Mastering the changing workplace: what we need to accept
Brad Stulberg’s new book Master of Change offers fresh wisdom for workplace leaders. Its key message: first we need to study and understand the concept of change itself
Back in that strange spring of 2020, as nearly every citizen on the globe was groping their way through the early days of the pandemic, a common question could be heard murmuring from many different quarters: When was life going to go back to normal?
Author Brad Stulberg had a realisation that turned out to be prescient. Many things, Stulberg guessed, were never ‘going back’. Instead, a series of long-term changes were rapidly and simultaneously being triggered across society.
If you could take the last four years of workplace design and boil it down to just one word, that word might be ‘change’. Yet, although we nod along with the beautiful and unassailable truth that change is the only constant, few of us have really taken a step back and studied the concept of change itself.
Brad Stalberg is one of those people, and luckily for us he put his discoveries into a short, concise, and actionable book called Master of Change. Anyone who is mixed up in the future of the workplace should read this book.
Disordering events
When it comes to understanding change, language can be deceptive, and pinning down a few key terms is valuable. ‘Change’ comes about when any kind of system encounters a significant ‘disordering event’. For example, a normal human goes through a chain of disordering events in their lives: moving away home, getting married, having kids, changing careers, enduring the death of a parent, and so on.

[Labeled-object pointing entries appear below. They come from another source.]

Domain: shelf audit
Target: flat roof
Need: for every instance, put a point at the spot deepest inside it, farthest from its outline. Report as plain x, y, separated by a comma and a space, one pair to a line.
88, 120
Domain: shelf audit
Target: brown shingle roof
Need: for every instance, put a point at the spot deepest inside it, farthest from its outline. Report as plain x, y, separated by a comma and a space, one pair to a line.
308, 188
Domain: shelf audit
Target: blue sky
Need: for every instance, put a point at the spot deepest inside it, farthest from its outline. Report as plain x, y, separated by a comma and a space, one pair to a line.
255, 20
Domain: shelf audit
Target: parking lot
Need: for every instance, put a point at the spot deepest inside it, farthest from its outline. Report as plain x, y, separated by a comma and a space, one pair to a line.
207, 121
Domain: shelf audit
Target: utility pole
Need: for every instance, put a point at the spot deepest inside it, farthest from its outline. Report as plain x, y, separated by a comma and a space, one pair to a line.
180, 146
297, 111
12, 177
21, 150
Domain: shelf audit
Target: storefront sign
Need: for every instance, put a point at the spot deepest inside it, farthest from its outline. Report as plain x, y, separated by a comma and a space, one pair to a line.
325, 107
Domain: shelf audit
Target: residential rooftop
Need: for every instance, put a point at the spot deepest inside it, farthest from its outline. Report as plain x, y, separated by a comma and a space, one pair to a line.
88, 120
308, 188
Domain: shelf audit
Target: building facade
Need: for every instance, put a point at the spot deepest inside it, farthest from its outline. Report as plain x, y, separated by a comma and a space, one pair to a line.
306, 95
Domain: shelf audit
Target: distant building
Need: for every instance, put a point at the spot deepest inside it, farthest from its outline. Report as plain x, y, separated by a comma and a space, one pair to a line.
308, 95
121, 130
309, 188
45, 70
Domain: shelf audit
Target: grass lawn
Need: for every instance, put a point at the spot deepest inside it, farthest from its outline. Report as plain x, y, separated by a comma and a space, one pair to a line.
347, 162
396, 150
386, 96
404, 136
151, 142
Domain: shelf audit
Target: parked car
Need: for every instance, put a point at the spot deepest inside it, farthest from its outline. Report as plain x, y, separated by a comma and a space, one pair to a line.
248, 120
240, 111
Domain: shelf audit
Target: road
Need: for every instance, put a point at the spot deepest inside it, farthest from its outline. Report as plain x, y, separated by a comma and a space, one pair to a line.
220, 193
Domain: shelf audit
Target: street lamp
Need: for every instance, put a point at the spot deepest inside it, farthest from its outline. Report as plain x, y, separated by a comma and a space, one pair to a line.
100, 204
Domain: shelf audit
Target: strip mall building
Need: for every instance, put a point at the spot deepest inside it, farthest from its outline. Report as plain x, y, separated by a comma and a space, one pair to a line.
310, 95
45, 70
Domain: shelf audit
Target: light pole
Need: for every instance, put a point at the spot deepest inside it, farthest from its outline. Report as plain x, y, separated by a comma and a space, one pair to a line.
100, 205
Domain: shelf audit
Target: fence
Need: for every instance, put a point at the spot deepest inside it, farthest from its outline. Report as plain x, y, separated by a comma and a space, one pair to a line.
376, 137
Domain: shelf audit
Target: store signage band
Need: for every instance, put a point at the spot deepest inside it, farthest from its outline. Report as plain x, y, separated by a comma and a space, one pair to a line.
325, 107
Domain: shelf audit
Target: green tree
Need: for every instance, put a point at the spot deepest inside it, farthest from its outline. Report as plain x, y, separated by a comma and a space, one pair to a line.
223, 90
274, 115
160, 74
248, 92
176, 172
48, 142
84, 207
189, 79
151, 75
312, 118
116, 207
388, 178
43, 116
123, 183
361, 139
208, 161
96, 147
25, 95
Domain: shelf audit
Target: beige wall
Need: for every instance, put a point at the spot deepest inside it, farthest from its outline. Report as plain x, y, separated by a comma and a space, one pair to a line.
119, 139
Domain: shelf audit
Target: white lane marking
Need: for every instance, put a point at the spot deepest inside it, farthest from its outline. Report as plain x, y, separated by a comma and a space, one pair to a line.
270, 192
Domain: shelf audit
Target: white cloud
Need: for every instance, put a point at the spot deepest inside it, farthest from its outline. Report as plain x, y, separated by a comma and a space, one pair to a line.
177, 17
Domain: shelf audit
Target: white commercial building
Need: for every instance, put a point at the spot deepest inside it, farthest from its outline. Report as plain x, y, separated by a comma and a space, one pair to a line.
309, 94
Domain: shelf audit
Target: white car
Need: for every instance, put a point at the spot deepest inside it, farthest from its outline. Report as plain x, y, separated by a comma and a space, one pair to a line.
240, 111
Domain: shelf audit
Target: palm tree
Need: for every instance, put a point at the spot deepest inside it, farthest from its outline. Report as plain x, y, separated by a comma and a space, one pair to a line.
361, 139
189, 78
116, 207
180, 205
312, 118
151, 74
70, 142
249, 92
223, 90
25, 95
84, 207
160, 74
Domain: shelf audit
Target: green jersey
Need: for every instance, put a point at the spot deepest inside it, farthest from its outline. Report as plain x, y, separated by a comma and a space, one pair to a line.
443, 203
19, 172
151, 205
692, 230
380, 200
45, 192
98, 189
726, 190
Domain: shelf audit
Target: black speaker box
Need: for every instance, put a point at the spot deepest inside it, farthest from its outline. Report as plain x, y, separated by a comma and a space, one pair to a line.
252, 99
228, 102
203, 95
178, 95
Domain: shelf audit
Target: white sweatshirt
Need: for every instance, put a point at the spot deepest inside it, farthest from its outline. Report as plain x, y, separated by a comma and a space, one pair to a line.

When asked, most adults think the number of these disordering events in their own life is less than ten. In reality, the average number of significant disordering events for adults today is 36, or one every 18 months of adulthood.
If Stulberg’s first key discovery is that change happens far more frequently than we think, his second important point is that, scientifically, not all change is the same. Homeostasis is a term used to describe temporary change. The human body operates at 98.6 degrees. Then a disruption event in the form of a fever comes along and the body temperature goes up to 102. Eventually the illness passes and your body regulates back to 98.6.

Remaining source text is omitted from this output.